How to Treat Common Peach Tree Pests
How to Treat Common Peach Tree Pests. An overflowing basketful of fuzzy, blushing peaches is fulfilling sight. Pests can ruin a promising harvest if not properly taken care of. While peaches require considerable care to protect them and their harvest from harmful pests, the abundant harvest that results from careful cultivation will be an ample...
An overflowing basketful of fuzzy, blushing peaches is fulfilling sight. Pests can ruin a promising harvest if not properly taken care of. While peaches require considerable care to protect them and their harvest from harmful pests, the abundant harvest that results from careful cultivation will be an ample reward for your labors.
Things You'll Need
Borer preventative
Insecticide
Fungicide
Dormant oil
Spray your peach trees with a borer preventative every July and August. Once established, borers are difficult to eradicate. Peach tree borers are beetle larvae that furrow into the tree trunk and eat away at the tender inside wood.

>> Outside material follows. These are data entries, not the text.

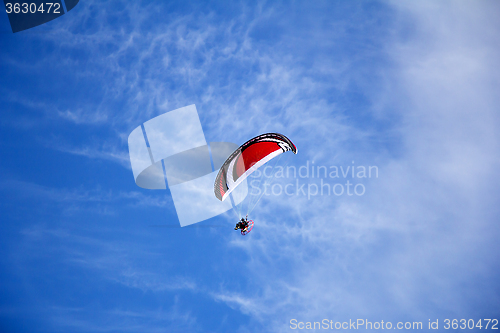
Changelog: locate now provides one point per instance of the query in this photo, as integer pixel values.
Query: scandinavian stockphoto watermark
(312, 180)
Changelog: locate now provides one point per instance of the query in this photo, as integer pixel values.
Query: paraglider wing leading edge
(247, 158)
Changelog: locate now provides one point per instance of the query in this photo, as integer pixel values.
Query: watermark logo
(311, 180)
(28, 14)
(171, 150)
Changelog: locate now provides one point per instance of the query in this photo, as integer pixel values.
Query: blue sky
(409, 87)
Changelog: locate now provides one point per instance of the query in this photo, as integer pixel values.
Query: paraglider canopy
(247, 158)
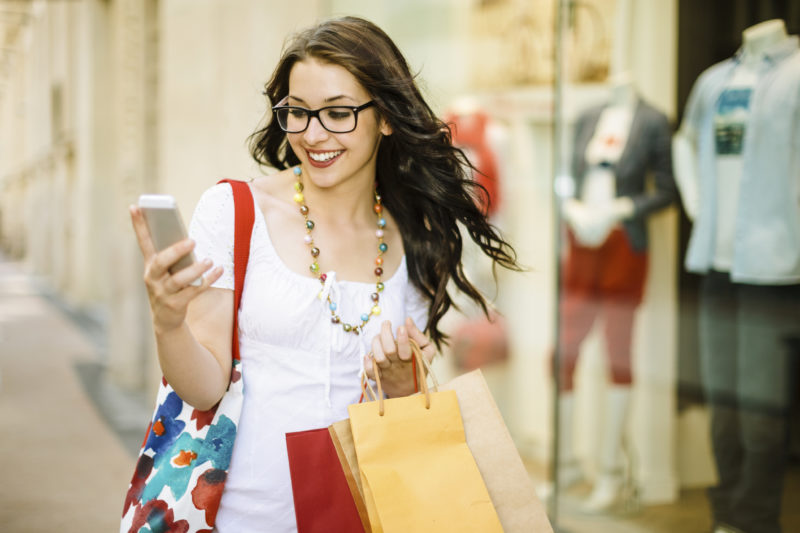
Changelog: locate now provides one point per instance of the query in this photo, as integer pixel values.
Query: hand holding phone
(166, 227)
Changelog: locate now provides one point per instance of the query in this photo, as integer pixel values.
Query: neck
(756, 40)
(349, 202)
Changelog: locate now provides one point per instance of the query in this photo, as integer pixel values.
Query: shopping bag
(322, 499)
(507, 481)
(183, 463)
(416, 470)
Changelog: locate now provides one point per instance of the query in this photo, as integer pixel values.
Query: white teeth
(324, 156)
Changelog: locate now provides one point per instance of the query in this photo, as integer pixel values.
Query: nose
(315, 132)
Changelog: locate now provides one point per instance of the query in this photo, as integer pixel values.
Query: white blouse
(300, 371)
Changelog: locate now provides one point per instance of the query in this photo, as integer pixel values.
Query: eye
(338, 113)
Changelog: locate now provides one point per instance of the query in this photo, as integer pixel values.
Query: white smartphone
(166, 226)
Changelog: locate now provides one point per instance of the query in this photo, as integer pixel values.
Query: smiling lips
(323, 159)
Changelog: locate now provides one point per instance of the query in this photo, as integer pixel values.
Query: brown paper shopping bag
(498, 460)
(506, 478)
(417, 473)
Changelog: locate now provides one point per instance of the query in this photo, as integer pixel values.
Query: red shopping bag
(323, 502)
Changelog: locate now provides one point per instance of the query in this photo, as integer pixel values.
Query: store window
(632, 317)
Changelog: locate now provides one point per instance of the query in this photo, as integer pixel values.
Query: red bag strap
(243, 229)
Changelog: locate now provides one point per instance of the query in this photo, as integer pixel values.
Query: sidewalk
(64, 468)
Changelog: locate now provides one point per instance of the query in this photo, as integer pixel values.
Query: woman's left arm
(393, 355)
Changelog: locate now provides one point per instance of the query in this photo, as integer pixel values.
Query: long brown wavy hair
(424, 181)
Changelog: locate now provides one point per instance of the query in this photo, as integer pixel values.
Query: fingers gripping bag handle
(186, 453)
(416, 471)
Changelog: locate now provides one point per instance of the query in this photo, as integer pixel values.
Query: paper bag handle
(421, 366)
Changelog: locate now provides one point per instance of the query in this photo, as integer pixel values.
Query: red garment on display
(607, 281)
(469, 133)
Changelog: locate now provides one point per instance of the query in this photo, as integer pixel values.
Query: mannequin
(616, 145)
(739, 179)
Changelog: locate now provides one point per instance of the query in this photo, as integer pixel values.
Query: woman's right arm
(193, 324)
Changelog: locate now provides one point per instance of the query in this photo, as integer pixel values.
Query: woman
(353, 247)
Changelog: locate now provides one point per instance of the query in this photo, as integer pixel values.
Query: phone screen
(166, 225)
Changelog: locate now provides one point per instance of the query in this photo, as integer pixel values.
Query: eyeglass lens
(333, 119)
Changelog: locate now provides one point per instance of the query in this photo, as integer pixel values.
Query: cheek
(294, 143)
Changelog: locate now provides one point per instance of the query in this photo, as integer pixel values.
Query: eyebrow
(327, 100)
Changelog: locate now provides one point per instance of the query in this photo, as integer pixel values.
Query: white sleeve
(416, 306)
(212, 229)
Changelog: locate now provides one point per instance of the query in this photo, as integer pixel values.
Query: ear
(386, 129)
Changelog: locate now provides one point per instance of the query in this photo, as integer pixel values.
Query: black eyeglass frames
(334, 118)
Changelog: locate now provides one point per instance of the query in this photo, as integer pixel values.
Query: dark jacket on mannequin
(648, 148)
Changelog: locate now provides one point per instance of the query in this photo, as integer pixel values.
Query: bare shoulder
(270, 191)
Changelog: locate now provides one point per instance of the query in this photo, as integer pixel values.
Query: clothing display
(618, 145)
(611, 277)
(766, 247)
(300, 370)
(737, 152)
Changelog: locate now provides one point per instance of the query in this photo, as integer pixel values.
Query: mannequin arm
(684, 158)
(591, 225)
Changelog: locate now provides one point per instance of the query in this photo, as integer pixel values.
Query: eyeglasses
(334, 118)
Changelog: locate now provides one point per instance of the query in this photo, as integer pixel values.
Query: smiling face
(329, 159)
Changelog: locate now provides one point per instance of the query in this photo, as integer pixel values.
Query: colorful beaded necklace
(299, 199)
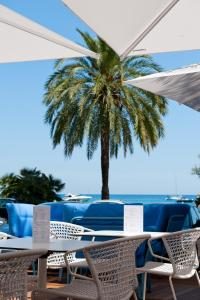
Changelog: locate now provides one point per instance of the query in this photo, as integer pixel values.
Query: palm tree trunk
(105, 164)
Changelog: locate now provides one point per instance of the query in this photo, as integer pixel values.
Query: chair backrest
(112, 265)
(64, 230)
(182, 251)
(13, 273)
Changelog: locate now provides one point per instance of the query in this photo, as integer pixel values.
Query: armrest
(69, 268)
(7, 236)
(151, 249)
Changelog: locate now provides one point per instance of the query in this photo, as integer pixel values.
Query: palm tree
(30, 186)
(86, 98)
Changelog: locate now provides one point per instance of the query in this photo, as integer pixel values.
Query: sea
(139, 198)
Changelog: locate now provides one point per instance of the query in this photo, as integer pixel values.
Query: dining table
(54, 245)
(119, 233)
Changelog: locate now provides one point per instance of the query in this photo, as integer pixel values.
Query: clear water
(134, 198)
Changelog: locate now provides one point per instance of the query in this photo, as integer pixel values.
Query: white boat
(178, 198)
(75, 198)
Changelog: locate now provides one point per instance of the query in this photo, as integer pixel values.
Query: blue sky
(25, 139)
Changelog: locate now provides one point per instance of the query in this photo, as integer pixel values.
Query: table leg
(42, 272)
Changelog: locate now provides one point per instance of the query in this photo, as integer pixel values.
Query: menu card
(41, 224)
(133, 218)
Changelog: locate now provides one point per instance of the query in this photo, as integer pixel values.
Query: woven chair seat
(165, 269)
(154, 267)
(78, 289)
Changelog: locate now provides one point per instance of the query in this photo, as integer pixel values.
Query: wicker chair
(63, 230)
(112, 266)
(182, 261)
(13, 273)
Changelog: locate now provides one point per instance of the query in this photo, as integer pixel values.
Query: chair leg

Spray insecticide to prevent plum curculio, a worm that feeds on peach fruits. Make the first application when the blooms are pink, again when three-quarters of the petals have dropped and at two-week intervals thereafter.
Remove fruit affected by brown rot, a fungal disease that causes the fruit to disintegrate, from the ground and off the tree; spray fungicide every two weeks.
Spray fungicide in the fall when the leaves are dropping to prevent peach leaf curl, which affects new growth in early spring, causing it to be grossly misshapen and puffy.
Spray insecticide every few weeks to control the stink bug population. Stink bugs sting peaches, and the resulting spot decays and becomes malodorous.
Apply dormant oil in the winter to thwart scale insects that entrench themselves in the trees' limbs and trunk.